プーチン大統領自身も認めていたレクサスの良さは脅威

「高級志向が高い同国(ロシア)ではレクサスの販売台数は年2万台を超えてドイツや英国を上回る」(日本経済新聞19年5月15日)というデータもさることながら、モスクワなどに行った日本人が驚くのは街中を走る車の「レクサス率」の高さだ。

 実際、次のような記事が10年以上前から繰り返し報じられている。

●モスクワで欧州車よりもレクサスが人気のワケ(WEB CARTOP 18年9月11日)
●ロシアでレクサスが「バカ売れ」するワケ(東洋経済オンライン15年3月13日)

 ロシアの人々が「レクサス」というブランドに寄せる信頼の高さは、昨日今日出来上がったものでない。それは15年ほど前のプーチン大統領自身の言動が証明している。

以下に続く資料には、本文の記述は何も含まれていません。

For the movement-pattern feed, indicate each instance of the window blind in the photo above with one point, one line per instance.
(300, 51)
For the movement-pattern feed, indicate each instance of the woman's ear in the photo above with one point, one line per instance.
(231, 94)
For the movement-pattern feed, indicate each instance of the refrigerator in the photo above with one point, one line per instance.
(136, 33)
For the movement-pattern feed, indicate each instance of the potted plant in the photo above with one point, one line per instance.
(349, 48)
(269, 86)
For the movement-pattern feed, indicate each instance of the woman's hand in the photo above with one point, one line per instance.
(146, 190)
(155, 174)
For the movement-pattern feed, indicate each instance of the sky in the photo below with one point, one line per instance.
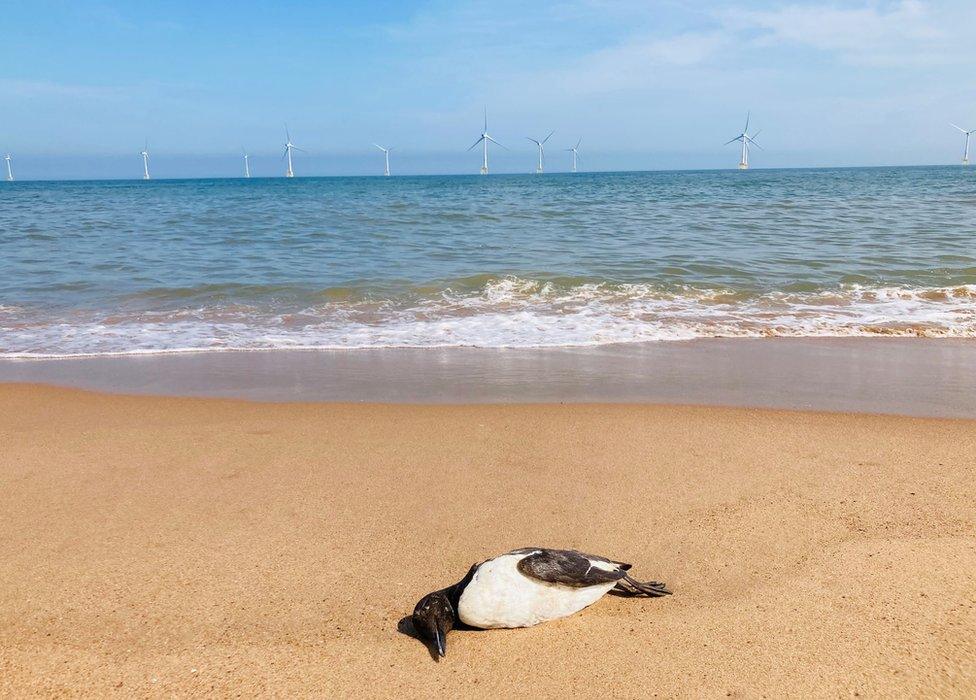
(646, 85)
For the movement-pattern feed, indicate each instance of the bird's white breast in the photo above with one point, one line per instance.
(499, 595)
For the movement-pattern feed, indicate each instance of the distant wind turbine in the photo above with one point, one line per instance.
(386, 152)
(542, 151)
(746, 140)
(289, 147)
(484, 139)
(145, 161)
(970, 132)
(575, 150)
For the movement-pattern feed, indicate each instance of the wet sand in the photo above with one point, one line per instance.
(156, 546)
(907, 376)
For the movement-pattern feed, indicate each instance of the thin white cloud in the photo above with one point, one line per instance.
(905, 33)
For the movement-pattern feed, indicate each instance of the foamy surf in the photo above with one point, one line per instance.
(508, 312)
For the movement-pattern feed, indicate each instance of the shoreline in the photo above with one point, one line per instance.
(188, 546)
(916, 376)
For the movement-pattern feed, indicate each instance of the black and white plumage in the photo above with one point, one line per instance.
(522, 588)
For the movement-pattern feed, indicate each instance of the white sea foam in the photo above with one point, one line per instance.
(504, 313)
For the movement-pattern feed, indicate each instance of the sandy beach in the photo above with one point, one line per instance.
(157, 546)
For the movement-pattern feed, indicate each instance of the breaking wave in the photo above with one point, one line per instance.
(506, 312)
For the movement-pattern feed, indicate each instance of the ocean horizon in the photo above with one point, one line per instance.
(560, 260)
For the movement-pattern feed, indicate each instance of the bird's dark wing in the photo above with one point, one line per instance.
(567, 567)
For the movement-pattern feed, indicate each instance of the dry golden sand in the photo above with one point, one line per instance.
(157, 546)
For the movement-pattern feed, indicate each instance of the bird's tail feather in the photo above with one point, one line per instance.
(633, 587)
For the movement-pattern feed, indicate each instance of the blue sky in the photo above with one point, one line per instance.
(647, 85)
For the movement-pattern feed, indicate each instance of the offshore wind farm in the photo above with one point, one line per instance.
(699, 296)
(745, 139)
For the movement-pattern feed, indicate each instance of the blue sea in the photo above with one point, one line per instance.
(582, 259)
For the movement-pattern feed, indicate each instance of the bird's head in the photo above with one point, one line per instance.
(433, 618)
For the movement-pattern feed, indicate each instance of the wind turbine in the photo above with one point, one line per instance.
(289, 147)
(484, 139)
(542, 150)
(145, 161)
(965, 155)
(386, 152)
(746, 140)
(575, 150)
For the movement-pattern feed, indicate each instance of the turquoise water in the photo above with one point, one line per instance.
(502, 261)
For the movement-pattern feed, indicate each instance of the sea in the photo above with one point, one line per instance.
(504, 261)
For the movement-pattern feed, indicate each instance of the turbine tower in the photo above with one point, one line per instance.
(289, 147)
(386, 152)
(145, 161)
(746, 140)
(965, 154)
(484, 139)
(542, 152)
(575, 150)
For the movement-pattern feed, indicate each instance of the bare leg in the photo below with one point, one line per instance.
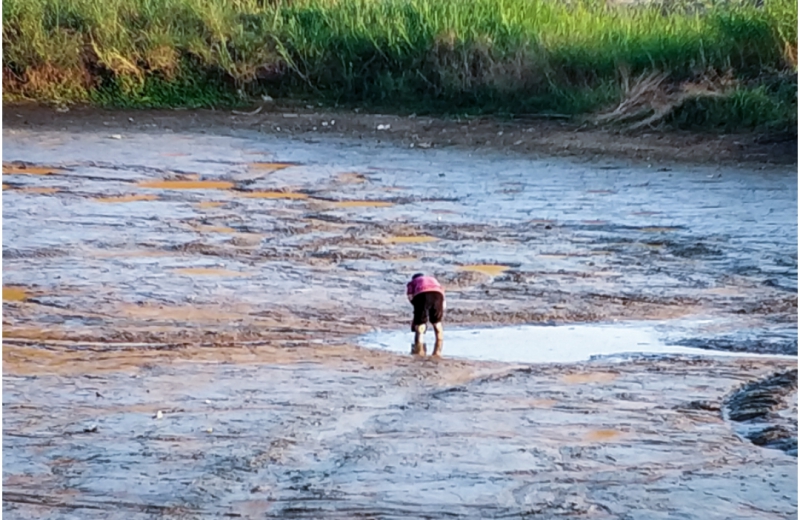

 2006年のトリノ五輪でメダルをとった選手たちと会ったプーチン大統領は、男子選手には「ランドクルーザー」、女子選手には「レクサス」をプレゼントすることを明かして、うれしそうにこう述べた。

「日本の友人たちが生産を始めるのを待たず、経済界の人たちとプレゼントを決めた」(日本経済新聞06年3月7日)

 実はこの時、プーチン大統領が副市長を務めたサンクトペテルブルグにトヨタが進出することが決まって、かなりご満悦だった。2000年に初めて首相になった直後から、腹心の経済顧問に、「ソニーやトヨタ自動車が進出してくれれば日本のロシアのイメージも好転する。欧米勢に出遅れるべきではない」(日経産業新聞2000年9月5日)なんて言わせて、ラブコールを送っていたのがようやく5年越しで結実したからだ。

 このようなロシア人の「トヨタ」「レクサス」ブランドへの高い評価を振り返っていけば、「アウルス」を国内外に富裕層に売っていこうと考えたプーチン大統領が、どこを「最大の脅威」として敵視するのか容易に想像できよう。

 もちろん、相手は世界中で人気のブランドで、「アウルス」は産声を上げたばかりのチャレンジャー。正面から真っ向勝負を挑んでも勝ち目はない。

 そこで、まずはサイバー攻撃によって、ライバルの機密情報を抜き取ったり、サプライチェーンの脆弱性を調べてネチネチとつくという「サイバー戦争」を仕掛けた。…もちろん、全ては筆者の勝手な想像であって何の根拠もない話だが、「ウクライナの報復」よりよほど理にかなっていないか。